Here is a sample YAML for a Workflow:

main:
    steps:
    - set-date:
        assign:
          - date: ${text.substring(time.format(sys.now()), 0, 16)}
          - shorted: ${text.replace_all(text.replace_all(date, "T", "-"), ":", "-")}
    - wrf-prepare:
        call: googleapis.run.v1.namespaces.jobs.run
        args:
            name: "namespaces/<project-num>/jobs/wrf-prepare"
            location: me-west1
        result: job_execution
    - get-batch-config:
        call: googleapis.storage.v1.objects.get
        args:
            bucket: "data-bucket"
            object: "WRF%2FProcess%2FWRF-Batch.json"
            alt: "media"
        result: object_data
    - wrf-batch:
        call: googleapis.batch.v1.projects.locations.jobs.create
        args:
            parent: "projects/yosi-test-dsfsdf/locations/me-west1"
            body: ${object_data}
            jobId: ${"wrf-" + shorted}
            connector_params:
                timeout: "9000"
        result: createAndRunBatchJobResponse

It is worth copying the YAML into a code editor to examine the structure.

Explanation:

This is an example of a simple four-step process. Each step has a name, followed by its properties.

set-date - This is the first step, where we define variables. The variable created at the end contains a string that encodes (in a specific format) the time at which the string was created.

wrf-prepare - In the second step the process makes an API call to Cloud Run to trigger a job. Here you provide the path to the specific job you want to run.
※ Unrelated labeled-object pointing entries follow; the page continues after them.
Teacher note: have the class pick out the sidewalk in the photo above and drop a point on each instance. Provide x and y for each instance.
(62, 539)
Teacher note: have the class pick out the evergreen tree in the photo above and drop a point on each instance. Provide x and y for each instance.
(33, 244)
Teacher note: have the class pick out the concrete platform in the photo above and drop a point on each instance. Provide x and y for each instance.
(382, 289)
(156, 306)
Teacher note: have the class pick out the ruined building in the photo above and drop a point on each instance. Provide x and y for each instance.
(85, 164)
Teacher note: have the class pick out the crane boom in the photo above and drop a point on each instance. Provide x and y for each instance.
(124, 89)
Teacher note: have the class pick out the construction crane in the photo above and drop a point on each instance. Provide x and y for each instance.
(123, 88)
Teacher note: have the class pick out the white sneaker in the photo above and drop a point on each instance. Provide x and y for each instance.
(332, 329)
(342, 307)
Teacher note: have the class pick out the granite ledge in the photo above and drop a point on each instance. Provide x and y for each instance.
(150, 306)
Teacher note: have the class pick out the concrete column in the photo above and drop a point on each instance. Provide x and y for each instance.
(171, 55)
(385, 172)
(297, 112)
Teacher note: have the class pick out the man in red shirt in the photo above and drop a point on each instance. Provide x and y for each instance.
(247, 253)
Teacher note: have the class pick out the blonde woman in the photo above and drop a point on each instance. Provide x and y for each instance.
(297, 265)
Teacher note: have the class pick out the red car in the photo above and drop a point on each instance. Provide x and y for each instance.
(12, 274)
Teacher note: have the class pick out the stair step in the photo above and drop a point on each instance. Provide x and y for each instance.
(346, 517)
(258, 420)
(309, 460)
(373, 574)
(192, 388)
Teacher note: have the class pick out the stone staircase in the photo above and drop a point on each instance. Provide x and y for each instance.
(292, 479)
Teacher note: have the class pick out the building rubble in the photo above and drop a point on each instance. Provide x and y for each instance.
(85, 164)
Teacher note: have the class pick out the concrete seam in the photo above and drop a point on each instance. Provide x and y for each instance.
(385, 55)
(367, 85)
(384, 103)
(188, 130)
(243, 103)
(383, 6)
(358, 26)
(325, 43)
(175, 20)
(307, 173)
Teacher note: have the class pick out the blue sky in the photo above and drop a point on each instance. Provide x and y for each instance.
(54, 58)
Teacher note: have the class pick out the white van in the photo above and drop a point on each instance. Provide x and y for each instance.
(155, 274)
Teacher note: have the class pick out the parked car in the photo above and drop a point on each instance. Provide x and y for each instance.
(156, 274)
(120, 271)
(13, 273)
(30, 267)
Finally, you add the result field, which causes the Workflow to wait for the operation to complete before moving to the next step.

get-batch-config - In the third step, a call is made to a storage bucket to read from it the JSON that defines the Batch job.

wrf-batch - In the fourth and final step, a call is made to the Cloud Batch API to create a job using the configuration fetched in the previous step.

This is where the timestamp variable created in the first step comes into play. Since we regularly create Batch jobs, we cannot give them all the same name. Adding a timestamp differentiates each run from the others.

Important notes:

The result line is not mandatory. If you do not define it, once a process is triggered in Cloud Run or Batch you have no control over its execution. In other words, triggering it from the Workflow becomes a “fire and forget” operation. If the trigger action succeeds, that Workflow step is considered complete and the process moves to the next step. If the next step depends on the current process completing successfully, the result field is required.
Pay attention to the special syntax used to write the path to a file inside the bucket. The process has difficulty reading forward slashes in the path.
Also note the alt expression with the value media. A regular call to an object in a storage bucket returns a JSON containing the object’s metadata - not the object’s content itself. To receive the object’s actual content, you must specify this as shown. As a result, the JSON content is loaded into the variable.
Pay attention to the connector_params attribute. Every time the process calls an API, it does so through a Connector that links to that API. By default, the connection to an API remains alive for only half an hour. Therefore, when triggering a long-running process and wanting to confirm it completed successfully, you need to explicitly define the maximum time the connection should remain open. (Without this, you would simply be launching a container in Cloud Run or Batch without the Workflow confirming that the launch completed successfully.) After that timeout, the step will close even if the task has not finished. If the task has not finished, execution of the step is considered a failure. As a result, the entire process will end in failure - unless you add logic to the process that handles the failure gracefully.